Gadis itu menghela napas. Matanya bergerak liar ke sana ke mari, menunduk, menghindari tatapanku. Tadinya aku ingin memaksanya angkat suara. Namun, setelah melihat buliran-buliran air menetes ke telapak tangannya, aku tau aku harus diam.
Oh, aku tau mengapa.
Tetapi sayangnya, sifat tak sabaranku ini berteman sangat baik dengan mulutku yang blak-blakan.
"Anak itu balikan dengan mantannya?"
Bagus, kini aku membuat bahunya bergetar. Terkadang, ingin kumenyiram kerongkonganku dengan air raksa dan mencabik-cabik nuraniku yang sukar sekali peka terhadap perasaan orang lain, bahkan sahabatku sendiri.
"Oi, sorry, aku—"
"Tak apa. Aku bodoh, sih," potongnya sesegukan. Ia menengadahkan wajahnya yang berbasuh air mata, menatapku dengan kerlingan sayu yang menyedihkan. Kembali senyumnya merekah, namun tak sedikitpun mencurahkan kebahagiaan.
Senyumnya memendarkan kepasrahan, merekah oleh keterpaksaan. Dari sana, ia mulai bercerita panjang lebar.
Lama.
Aku mendengarkannya dengan seksama. Tentang lelaki yang memikat hatinya. Tentang lelaki yang mendebarkan dadanya pada setiap perhatian-perhatian kecil yang lelaki itu lakukan. Tentang lelaki yang membuatnya melayang akan harapan-harapan yang lelaki itu beri. Tentang lelaki yang begitu sempurna sosoknya di matanya. Tentang lelaki yang dikabarkan belum sembuh dari masa lalunya, namun sang gadis menepisnya karena cintanya yang menulikan.
Aku berdecak.
Lihat, kini lelaki itu meninggalkannya begitu saja; lebih memilih bertahan dengan masa lalunya daripada berhalu ke tempat yang (mungkin) jauh lebih baik.
"Sudahlah," ujarku berusaha menenangkan, tanpa sadar telah beranjak dan membenamkan kepalanya di dadaku. Ia berhenti sesegukan, menggantinya dengan tangisan frustasi yang begitu menyayat hati.
Lama, lama sekali dia begitu.
Kalian yang memiliki sahabat pasti bisa merasakan persis apa yang sahabat kalian rasakan, bukan? Bila mereka senang, kalian senang. Saat mereka sedih, kalian juga ikut bersedih. Aku pun juga.

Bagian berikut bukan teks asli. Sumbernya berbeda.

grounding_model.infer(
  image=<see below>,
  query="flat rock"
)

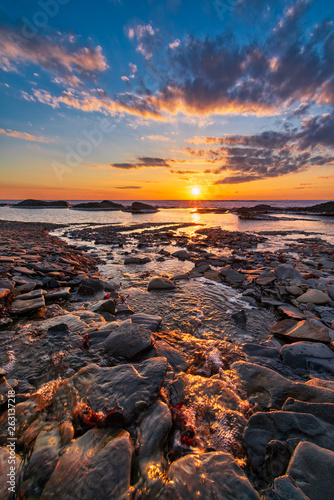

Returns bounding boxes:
[280,342,334,375]
[155,340,188,373]
[104,323,153,359]
[131,313,162,332]
[41,429,133,500]
[88,299,116,314]
[231,361,334,409]
[287,442,334,500]
[64,358,167,423]
[297,289,331,305]
[147,277,175,291]
[270,319,330,343]
[244,411,334,479]
[12,296,45,314]
[275,264,304,282]
[163,452,260,500]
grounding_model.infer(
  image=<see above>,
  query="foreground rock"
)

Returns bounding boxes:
[161,452,260,500]
[41,429,133,500]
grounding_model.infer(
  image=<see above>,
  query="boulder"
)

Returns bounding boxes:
[297,289,331,305]
[104,323,153,359]
[287,442,334,500]
[231,361,334,409]
[147,277,175,291]
[244,411,334,480]
[41,429,133,500]
[163,452,260,500]
[67,358,167,423]
[131,313,162,332]
[155,340,188,373]
[270,319,330,343]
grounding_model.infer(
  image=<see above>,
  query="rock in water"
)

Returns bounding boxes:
[161,452,260,500]
[41,429,133,500]
[297,290,331,305]
[104,323,152,359]
[287,442,334,500]
[147,277,175,291]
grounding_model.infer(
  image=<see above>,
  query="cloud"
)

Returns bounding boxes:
[110,156,175,170]
[0,26,108,87]
[0,128,51,143]
[141,135,171,142]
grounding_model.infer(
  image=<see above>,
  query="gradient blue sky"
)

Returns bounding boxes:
[0,0,334,199]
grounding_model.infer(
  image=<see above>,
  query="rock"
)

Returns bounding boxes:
[104,323,152,359]
[286,285,303,297]
[41,429,133,500]
[231,361,334,409]
[172,250,190,260]
[147,277,175,291]
[274,264,304,282]
[12,297,45,314]
[124,257,151,265]
[138,401,172,474]
[282,398,334,424]
[297,289,330,305]
[155,340,188,373]
[287,442,334,500]
[0,441,21,500]
[67,358,167,423]
[244,411,334,480]
[280,342,334,375]
[131,313,162,332]
[163,452,260,500]
[264,476,310,500]
[38,314,88,333]
[0,288,10,300]
[45,287,71,303]
[88,299,116,314]
[219,266,246,283]
[270,319,330,343]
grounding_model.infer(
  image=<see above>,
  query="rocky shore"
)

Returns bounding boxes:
[0,221,334,500]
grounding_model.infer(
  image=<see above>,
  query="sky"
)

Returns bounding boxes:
[0,0,334,200]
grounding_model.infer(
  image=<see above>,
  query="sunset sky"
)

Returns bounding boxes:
[0,0,334,200]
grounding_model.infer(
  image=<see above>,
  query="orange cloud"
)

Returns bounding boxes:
[0,128,51,143]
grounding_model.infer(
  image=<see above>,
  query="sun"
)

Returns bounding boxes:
[191,186,201,196]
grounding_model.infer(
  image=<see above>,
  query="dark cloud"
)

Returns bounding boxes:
[110,156,175,170]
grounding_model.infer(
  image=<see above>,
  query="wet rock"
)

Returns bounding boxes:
[297,289,330,305]
[68,358,167,423]
[270,319,330,343]
[287,442,334,500]
[131,313,162,332]
[161,452,259,500]
[41,429,133,500]
[138,401,172,473]
[231,361,334,409]
[244,411,334,480]
[264,476,310,500]
[155,340,188,373]
[280,342,334,375]
[104,323,153,359]
[147,277,175,291]
[88,299,116,314]
[0,443,21,500]
[274,264,304,282]
[282,398,334,424]
[12,296,45,314]
[172,250,190,260]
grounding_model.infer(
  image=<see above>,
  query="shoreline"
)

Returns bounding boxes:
[0,221,334,498]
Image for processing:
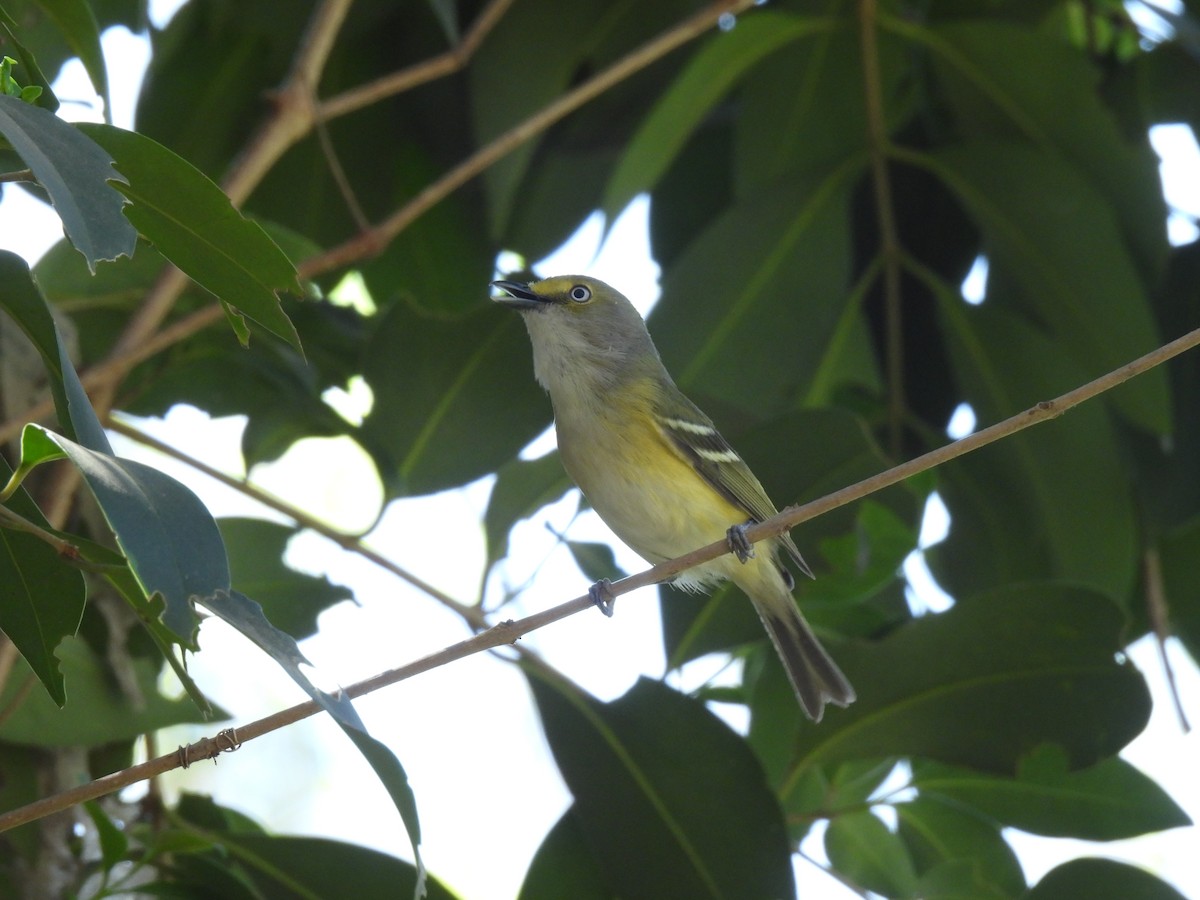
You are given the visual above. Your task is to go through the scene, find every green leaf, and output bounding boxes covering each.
[517,809,616,900]
[78,125,302,349]
[913,746,1192,841]
[894,791,1025,896]
[484,452,571,577]
[824,810,917,898]
[529,672,794,898]
[0,251,112,452]
[650,160,859,419]
[785,583,1150,777]
[930,298,1139,600]
[1024,857,1187,900]
[217,518,353,641]
[0,97,137,271]
[924,139,1171,434]
[362,301,550,497]
[0,456,86,707]
[0,7,59,113]
[37,0,113,122]
[602,11,830,222]
[200,590,425,882]
[926,18,1169,275]
[0,637,218,748]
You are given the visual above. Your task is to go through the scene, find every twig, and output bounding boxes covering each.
[858,0,906,456]
[0,329,1200,832]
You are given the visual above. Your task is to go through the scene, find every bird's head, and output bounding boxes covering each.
[492,275,661,395]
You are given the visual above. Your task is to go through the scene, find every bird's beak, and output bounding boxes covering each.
[491,281,545,310]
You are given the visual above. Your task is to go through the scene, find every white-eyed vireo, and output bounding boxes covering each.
[492,275,854,720]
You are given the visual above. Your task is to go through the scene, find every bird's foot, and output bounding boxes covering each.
[725,522,754,565]
[588,578,617,618]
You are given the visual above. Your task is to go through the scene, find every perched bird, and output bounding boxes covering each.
[492,275,854,721]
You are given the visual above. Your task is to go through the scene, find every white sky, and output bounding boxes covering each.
[0,8,1200,900]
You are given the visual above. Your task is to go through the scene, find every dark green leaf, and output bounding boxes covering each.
[650,161,858,419]
[202,590,424,877]
[79,125,301,349]
[1025,857,1187,900]
[895,791,1025,896]
[518,809,614,900]
[217,518,353,641]
[826,810,917,898]
[26,425,229,647]
[796,584,1150,773]
[38,0,113,121]
[914,746,1190,841]
[484,452,571,572]
[0,97,137,270]
[929,139,1170,433]
[931,300,1138,600]
[0,456,86,707]
[529,673,794,898]
[930,19,1168,274]
[602,11,830,221]
[0,637,220,748]
[362,302,550,496]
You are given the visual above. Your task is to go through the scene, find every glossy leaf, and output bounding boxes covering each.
[79,125,301,348]
[0,457,86,707]
[602,11,829,221]
[914,746,1192,841]
[0,97,137,271]
[362,302,550,496]
[530,674,794,898]
[894,791,1025,896]
[1025,857,1186,900]
[824,810,917,898]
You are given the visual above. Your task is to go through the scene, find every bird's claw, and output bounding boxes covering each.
[588,578,617,618]
[725,522,754,565]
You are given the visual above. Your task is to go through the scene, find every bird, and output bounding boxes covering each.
[491,275,856,722]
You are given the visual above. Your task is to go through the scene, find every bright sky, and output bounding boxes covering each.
[0,7,1200,900]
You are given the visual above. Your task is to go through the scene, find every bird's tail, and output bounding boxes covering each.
[750,592,854,722]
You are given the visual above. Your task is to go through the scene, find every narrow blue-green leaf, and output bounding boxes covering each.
[824,810,917,898]
[25,425,229,647]
[0,250,112,452]
[0,457,86,707]
[0,97,138,271]
[604,11,833,221]
[78,124,301,349]
[37,0,113,122]
[200,590,425,883]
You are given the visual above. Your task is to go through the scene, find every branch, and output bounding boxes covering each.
[0,329,1200,832]
[859,0,906,456]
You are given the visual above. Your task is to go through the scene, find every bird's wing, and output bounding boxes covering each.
[654,394,812,577]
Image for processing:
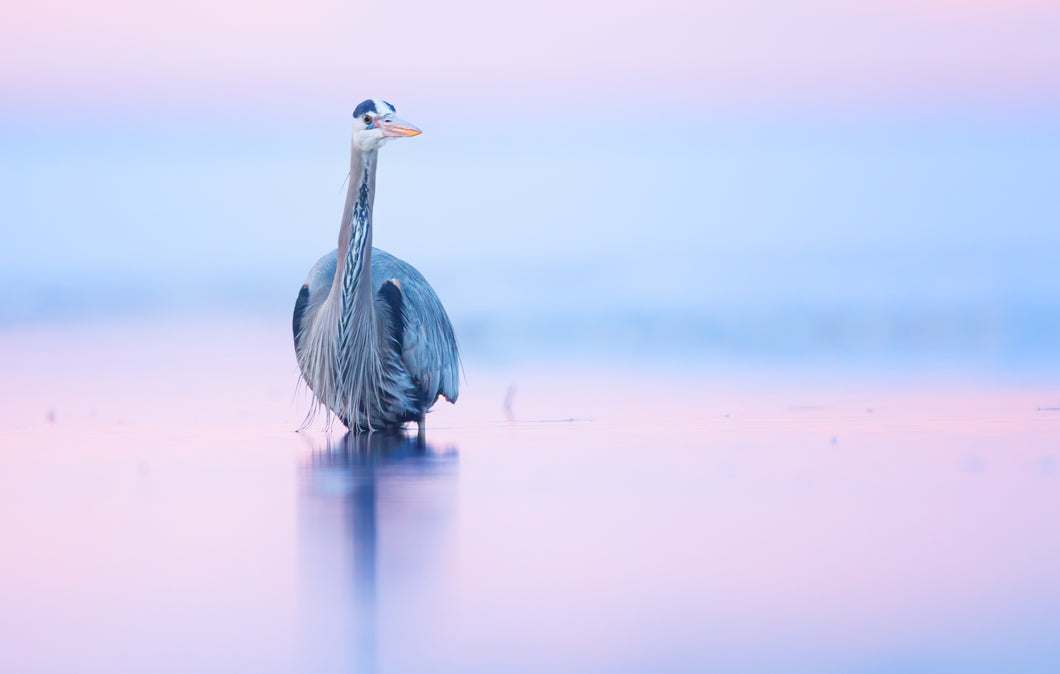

Namun, yang kurasakan berbeda. Aku memang bersedih, turut mencicipi pahitnya sakit hati. Sayang, asalnya bukan karena empati, melainkan cemburu.
Karena lama, lama sekali, bahkan semenjak kami berdua masih menghisap jari, aku telah jatuh hati padanya. Hingga saat ini.
Dan ketika kuutarakan hal itu padanya, tangisannya terhenti. Matanya yang merah dan masih berbekas membelalak lebar. Menyorotku tak percaya.
Aku diam, ia pun begitu. Terlalu lama kami sibuk dalam pikiran kami masing-masing.
Sampai akhirnya aku memecah keheningan itu dengan tawa. Berkilah dengan kalimat, "Tentu saja bercanda, Bodoh!" diikuti oleh kebohongan yang lain, "Agar kau berhenti bersedih. Nah, kau bahkan terkekeh sekarang!"
Ia mencubit pinggangku, geram. Memang belum sepenuhnya kesedihan itu hilang, tetapi setidaknya sunggingan yang ia beri tidak tampak terpaksa seperti tadi.
Sembari berkoar menraktirnya makan sore ini, hatiku meringis. Ah, luka itu lagi, tidak pernah tidak bertambah semakin hari. Tetapi tak mengapa. Karena, toh, aku sudah lama begini.